Would these clear with no spacers? I can't quite tell how close they are from your pic.


----------



## skydaman (Dec 16, 2005)

bboshart said:


> Would these clear with no spacers? I can't quite tell how close they are from your pic.


With stock wheels you would need some sort of spacer, I already had the front 12.5mm/rear 20mm ECS flush spacer set. I currently have 5-6mm between caliper and wheel so you could get away with 10mm.


----------



## Frstrtdmac (Jan 23, 2021)

This is the thread I was looking for


----------



## Frstrtdmac (Jan 23, 2021)

skydaman said:


> Finished up my brake swap, details for anyone interested.
> 
> Stock caliper bolts work, no trimming of dust shield required, pretty much a direct swap.
> 
> ...


Thank you!!!!!! Now I have to figure out what rotors will fit.


----------



## SykoraA4 (Jul 22, 2007)

do you happen to have a lead on stainless brake lines?


----------



## krebsy75 (Jul 20, 2017)

Superb work. Impressed!


Sent from my iPhone using Tapatalk


----------



## skydaman (Dec 16, 2005)

Frstrtdmac said:


> Thank you!!!!!! Now I have to figure out what rotors will fit.


I believe MK6 Golf R rotor is what bumps it up a bit to a 340 or 345mm disk from our stock 335.



SykoraA4 said:


> do you happen to have a lead on stainless brake lines?

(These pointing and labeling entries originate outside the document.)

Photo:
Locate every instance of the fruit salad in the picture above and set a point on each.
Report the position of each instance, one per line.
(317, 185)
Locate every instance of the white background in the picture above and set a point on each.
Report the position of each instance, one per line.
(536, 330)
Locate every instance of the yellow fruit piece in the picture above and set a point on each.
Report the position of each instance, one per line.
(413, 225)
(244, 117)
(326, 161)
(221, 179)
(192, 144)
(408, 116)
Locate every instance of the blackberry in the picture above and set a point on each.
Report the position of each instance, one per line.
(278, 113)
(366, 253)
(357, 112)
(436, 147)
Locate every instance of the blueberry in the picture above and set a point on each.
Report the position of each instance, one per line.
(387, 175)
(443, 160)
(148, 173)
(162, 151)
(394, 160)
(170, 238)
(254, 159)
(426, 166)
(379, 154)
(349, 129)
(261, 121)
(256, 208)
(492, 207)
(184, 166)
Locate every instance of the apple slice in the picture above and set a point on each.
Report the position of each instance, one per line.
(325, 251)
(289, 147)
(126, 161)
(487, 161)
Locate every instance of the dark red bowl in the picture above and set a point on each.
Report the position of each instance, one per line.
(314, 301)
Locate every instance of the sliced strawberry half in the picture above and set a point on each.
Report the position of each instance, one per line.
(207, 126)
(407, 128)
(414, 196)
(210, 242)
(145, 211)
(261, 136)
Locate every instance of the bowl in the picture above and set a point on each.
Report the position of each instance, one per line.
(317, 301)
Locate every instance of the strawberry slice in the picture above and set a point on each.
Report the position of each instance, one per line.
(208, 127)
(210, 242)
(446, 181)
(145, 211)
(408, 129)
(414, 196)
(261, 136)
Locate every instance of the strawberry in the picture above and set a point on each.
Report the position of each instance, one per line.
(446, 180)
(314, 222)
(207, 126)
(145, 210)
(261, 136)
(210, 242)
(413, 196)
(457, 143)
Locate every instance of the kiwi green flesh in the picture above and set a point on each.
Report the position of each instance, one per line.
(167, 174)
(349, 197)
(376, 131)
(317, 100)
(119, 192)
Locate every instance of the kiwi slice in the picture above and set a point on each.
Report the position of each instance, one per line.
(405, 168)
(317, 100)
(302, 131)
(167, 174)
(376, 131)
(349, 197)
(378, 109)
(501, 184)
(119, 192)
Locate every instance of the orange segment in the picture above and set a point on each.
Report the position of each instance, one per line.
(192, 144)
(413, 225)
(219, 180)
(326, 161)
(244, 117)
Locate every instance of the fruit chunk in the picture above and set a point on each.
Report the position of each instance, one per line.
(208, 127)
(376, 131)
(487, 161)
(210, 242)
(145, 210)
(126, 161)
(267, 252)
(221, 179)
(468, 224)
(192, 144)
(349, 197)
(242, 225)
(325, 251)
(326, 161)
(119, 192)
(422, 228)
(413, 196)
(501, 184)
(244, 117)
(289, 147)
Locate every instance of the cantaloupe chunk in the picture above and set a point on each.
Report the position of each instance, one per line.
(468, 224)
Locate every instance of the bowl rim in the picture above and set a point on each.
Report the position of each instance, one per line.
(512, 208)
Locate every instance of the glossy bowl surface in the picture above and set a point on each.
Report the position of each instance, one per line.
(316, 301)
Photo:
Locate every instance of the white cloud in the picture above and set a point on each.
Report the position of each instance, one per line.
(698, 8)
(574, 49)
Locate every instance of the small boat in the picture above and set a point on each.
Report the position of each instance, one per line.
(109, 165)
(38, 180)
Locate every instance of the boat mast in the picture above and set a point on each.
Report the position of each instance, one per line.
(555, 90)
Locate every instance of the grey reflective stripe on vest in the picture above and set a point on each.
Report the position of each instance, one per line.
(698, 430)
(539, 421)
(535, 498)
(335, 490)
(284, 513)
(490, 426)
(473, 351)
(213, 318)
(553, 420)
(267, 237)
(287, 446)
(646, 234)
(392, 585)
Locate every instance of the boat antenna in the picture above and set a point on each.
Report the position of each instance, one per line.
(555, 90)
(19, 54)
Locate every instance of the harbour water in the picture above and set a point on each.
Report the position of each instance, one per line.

I dont yet. Someone mentioned techna-fit would make custom lines for this swap on a GTI, but not sure if they have the specs for an Atlas.


----------



## mhjett (Oct 16, 2000)

So the new caliper from Porsche comes without the "Porsche" script on it? It would have been that much cooler if it did...


----------



## skydaman (Dec 16, 2005)

mhjett said:


> So the new caliper from Porsche comes without the "Porsche" script on it? It would have been that much cooler if it did...


If you dont feel like painting them, you can get calipers for an SQ5 which are the same caliper but not painted or logo'd at all... the down fall is they are twice the price. So up to you $500 and a can of paint or $1000.


----------